Cypress trees are caregivers of the creek. Their strong roots hold back the bank, preventing erosion, especially when the water is flowing fast. Our engineering work along the bank used stone and concrete to reduce erosion. When the creek came up quickly after a storm, the strong force of the water lifted the engineered erosion control. What kept the layered stonework from being carried away were the strong tree roots that held it back.
Before we had the cypress trees, fast moving water would cut away the bank and strip it of vegetation. Now the bank holds steady.
Caregivers are the cypress trees in their environments. You preside over the situation and don’t appear to be doing much until things start to go awry. When things start heading in a bad direction, you step in, taking early action to prevent the avalanche of catastrophe.
Your patient often doesn’t see the problem you averted. Instead she sees you making changes and telling her what to do or not, as if you know best. Since she is mentally compromised by her disease, she doesn’t think she needs you to help or intervene, and this can make for a pretty high stress and thankless situation.
What you might not notice right away is that to the left of the cypress tree is a clump of brushy bluestem, one of our native bunch grasses. While the cypress are the big, visible workers in bank stabilization, they have help. The bank is lined with tiny plants with little root systems all doing their part, working with the cypress to hold back the bank.
You too, have small support systems in place. Just last week you called a friend for help, saying you just needed a break. He came in the morning and took your patient on a day of activities, promising not to return till late afternoon. Finding a way to take a break like that is relying on your ecosystem instead of doing all the work yourself.
Lean into the ecosystem you have built.

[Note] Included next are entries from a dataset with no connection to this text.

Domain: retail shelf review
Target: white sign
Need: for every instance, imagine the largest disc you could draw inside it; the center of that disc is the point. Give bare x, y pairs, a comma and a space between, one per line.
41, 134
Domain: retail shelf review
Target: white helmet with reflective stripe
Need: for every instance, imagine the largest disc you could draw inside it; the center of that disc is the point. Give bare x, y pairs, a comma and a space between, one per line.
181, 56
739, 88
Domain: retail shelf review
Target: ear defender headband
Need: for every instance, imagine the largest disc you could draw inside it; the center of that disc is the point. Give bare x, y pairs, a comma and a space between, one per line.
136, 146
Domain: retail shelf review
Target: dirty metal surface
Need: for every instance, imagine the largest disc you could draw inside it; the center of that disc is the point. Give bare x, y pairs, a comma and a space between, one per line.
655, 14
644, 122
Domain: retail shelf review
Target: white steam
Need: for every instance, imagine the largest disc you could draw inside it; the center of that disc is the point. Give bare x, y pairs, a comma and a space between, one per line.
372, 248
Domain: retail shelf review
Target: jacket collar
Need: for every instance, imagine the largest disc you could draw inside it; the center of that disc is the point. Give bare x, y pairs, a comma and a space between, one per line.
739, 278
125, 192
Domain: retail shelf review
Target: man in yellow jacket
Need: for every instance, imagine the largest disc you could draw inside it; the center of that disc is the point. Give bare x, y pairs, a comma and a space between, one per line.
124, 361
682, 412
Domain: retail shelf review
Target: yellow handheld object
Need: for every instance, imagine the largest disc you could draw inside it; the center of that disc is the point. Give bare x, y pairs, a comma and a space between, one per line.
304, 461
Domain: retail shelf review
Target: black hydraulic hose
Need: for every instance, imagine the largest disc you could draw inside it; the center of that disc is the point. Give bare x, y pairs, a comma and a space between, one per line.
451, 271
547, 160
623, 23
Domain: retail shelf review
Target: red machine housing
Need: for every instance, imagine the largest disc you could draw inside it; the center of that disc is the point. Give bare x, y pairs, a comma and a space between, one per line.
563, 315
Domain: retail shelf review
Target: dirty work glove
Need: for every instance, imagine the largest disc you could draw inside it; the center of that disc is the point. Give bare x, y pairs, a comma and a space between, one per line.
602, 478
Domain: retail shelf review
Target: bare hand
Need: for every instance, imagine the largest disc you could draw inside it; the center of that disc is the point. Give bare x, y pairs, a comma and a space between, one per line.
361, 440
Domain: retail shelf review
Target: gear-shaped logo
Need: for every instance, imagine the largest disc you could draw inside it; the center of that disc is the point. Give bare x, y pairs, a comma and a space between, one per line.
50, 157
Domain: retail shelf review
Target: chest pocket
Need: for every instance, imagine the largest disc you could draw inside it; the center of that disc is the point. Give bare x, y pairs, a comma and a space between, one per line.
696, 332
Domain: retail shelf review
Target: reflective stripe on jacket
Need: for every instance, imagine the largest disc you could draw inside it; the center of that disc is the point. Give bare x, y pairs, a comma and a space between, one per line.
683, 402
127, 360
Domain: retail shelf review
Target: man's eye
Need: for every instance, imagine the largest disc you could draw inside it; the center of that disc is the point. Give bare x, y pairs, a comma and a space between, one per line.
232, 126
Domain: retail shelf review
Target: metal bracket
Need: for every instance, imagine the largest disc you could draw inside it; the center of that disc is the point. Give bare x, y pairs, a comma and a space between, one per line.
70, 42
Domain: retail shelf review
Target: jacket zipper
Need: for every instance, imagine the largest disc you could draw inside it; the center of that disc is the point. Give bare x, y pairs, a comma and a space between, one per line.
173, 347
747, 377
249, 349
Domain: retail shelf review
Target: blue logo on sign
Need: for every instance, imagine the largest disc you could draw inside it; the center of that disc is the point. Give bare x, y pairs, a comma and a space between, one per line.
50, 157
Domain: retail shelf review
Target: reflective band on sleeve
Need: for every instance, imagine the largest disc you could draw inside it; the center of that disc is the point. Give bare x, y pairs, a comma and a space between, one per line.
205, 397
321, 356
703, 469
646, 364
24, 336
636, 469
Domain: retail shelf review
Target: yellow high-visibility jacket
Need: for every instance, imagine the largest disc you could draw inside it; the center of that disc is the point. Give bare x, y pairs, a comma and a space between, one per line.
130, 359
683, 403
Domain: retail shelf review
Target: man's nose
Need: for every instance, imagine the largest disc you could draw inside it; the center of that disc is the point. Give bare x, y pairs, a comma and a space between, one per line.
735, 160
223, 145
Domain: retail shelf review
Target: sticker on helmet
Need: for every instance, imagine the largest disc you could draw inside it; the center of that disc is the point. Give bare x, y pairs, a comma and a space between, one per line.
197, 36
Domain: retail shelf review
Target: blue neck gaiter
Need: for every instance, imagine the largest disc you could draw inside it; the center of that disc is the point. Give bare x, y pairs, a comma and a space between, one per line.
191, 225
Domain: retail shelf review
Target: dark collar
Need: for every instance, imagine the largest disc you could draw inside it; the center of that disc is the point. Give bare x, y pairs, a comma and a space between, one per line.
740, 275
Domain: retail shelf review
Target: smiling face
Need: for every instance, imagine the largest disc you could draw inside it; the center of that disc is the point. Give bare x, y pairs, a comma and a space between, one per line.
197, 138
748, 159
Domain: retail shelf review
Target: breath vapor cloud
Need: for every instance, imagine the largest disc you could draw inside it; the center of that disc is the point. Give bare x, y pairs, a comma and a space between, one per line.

Yes, you have deep roots and you are on the caregiving front line, but when you don’t feel up to the task others are willing to help. They can do small things, but those small things make a big difference for you. It has been tiring to build this support network, and it is constantly coming unwound in places and requiring maintenance, but because you have grown an ecosystem, you don’t have to be the hero every day.
Shirk some small responsibility today, one that someone else just might pick up and do.